Edit

Share via


Full-text search

Note

Full-text search support for Cosmos was introduced in EF 10.

Azure Cosmos DB now offers support for full-text search. It enables efficient and effective text searches using advanced techniques like stemming, as well as evaluating the relevance of documents to a given search query. It can be used in combination with vector search (i.e. hybrid search) to improve the accuracy of responses in some AI scenarios. EF Core allows for modeling the database with full-text search enabled properties and using full-text search functions inside queries targeting Azure Cosmos DB.

Model configuration

A property can be configured inside OnModelCreating to use full-text search by enabling it for the property and defining a full-text index:

public class Blog
{
    ...

    public string Contents { get; set; }
}

public class BloggingContext
{
    ...

    protected override void OnModelCreating(ModelBuilder modelBuilder)
    {
        modelBuilder.Entity<Blog>(b =>
        {
            b.Property(x => x.Contents).EnableFullTextSearch();
            b.HasIndex(x => x.Contents).IsFullTextIndex();
        });
    }
}

Note

Configuring the index is not mandatory, but it is recommended as it greatly improves performance of full-text search queries.

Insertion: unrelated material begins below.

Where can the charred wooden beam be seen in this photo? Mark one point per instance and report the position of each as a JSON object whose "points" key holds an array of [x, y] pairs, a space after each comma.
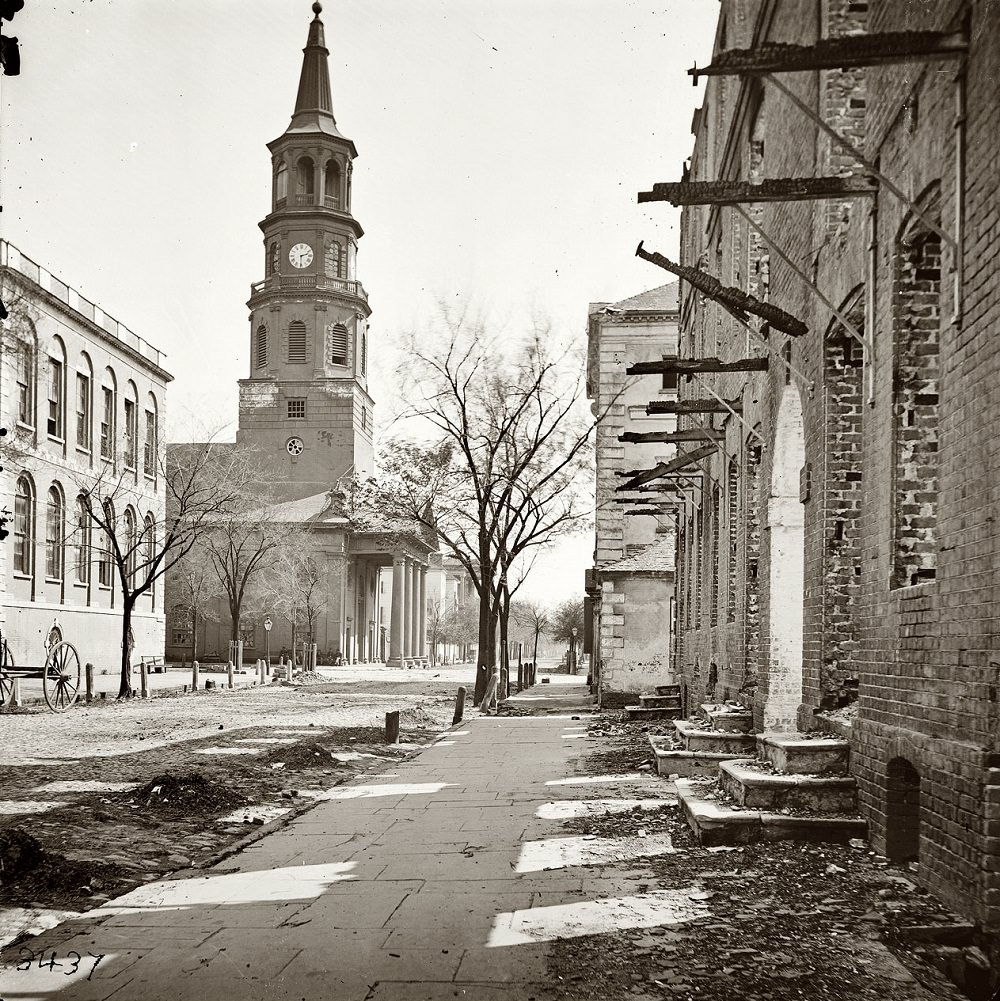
{"points": [[739, 302], [694, 406], [836, 53], [772, 189], [686, 365], [666, 468], [672, 437]]}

Full-text search operations are language specific, using American English (en-US) by default. You can customize the language for individual properties as part of EnableFullTextSearch call:

protected override void OnModelCreating(ModelBuilder modelBuilder)
{
    modelBuilder.Entity<Blog>(b =>
    {
        b.Property(x => x.Contents).EnableFullTextSearch();
        b.HasIndex(x => x.Contents).IsFullTextIndex();
        b.Property(x => x.ContentsGerman).EnableFullTextSearch("de-DE");
        b.HasIndex(x => x.ContentsGerman).IsFullTextIndex();
    });
}

You can also set a default language for the container - unless overridden in the EnableFullTextSearch method, all full-text properties inside the container will use that language.

protected override void OnModelCreating(ModelBuilder modelBuilder)
{
    modelBuilder.Entity<Blog>(b =>
    {
        b.HasDefaultFullTextLanguage("de-DE");
        b.Property(x => x.ContentsEnglish).EnableFullTextSearch("en-US");
        b.HasIndex(x => x.ContentsEnglish).IsFullTextIndex();
        b.Property(x => x.ContentsGerman).EnableFullTextSearch();
        b.HasIndex(x => x.ContentsGerman).IsFullTextIndex();
        b.Property(x => x.TagsGerman).EnableFullTextSearch();
        b.HasIndex(x => x.TagsGerman).IsFullTextIndex();
    });
}

Querying

As part of the full-text search feature, Azure Cosmos DB introduced several built-in functions which allow for efficient querying of content inside the full-text search enabled properties. These functions are: FullTextContains, FullTextContainsAll, FullTextContainsAny, which look for specific keyword or keywords and FullTextScore, which returns BM25 score based on provided keywords.

Note

FullTextScore can only be used inside OrderBy to rank the documents based on the score.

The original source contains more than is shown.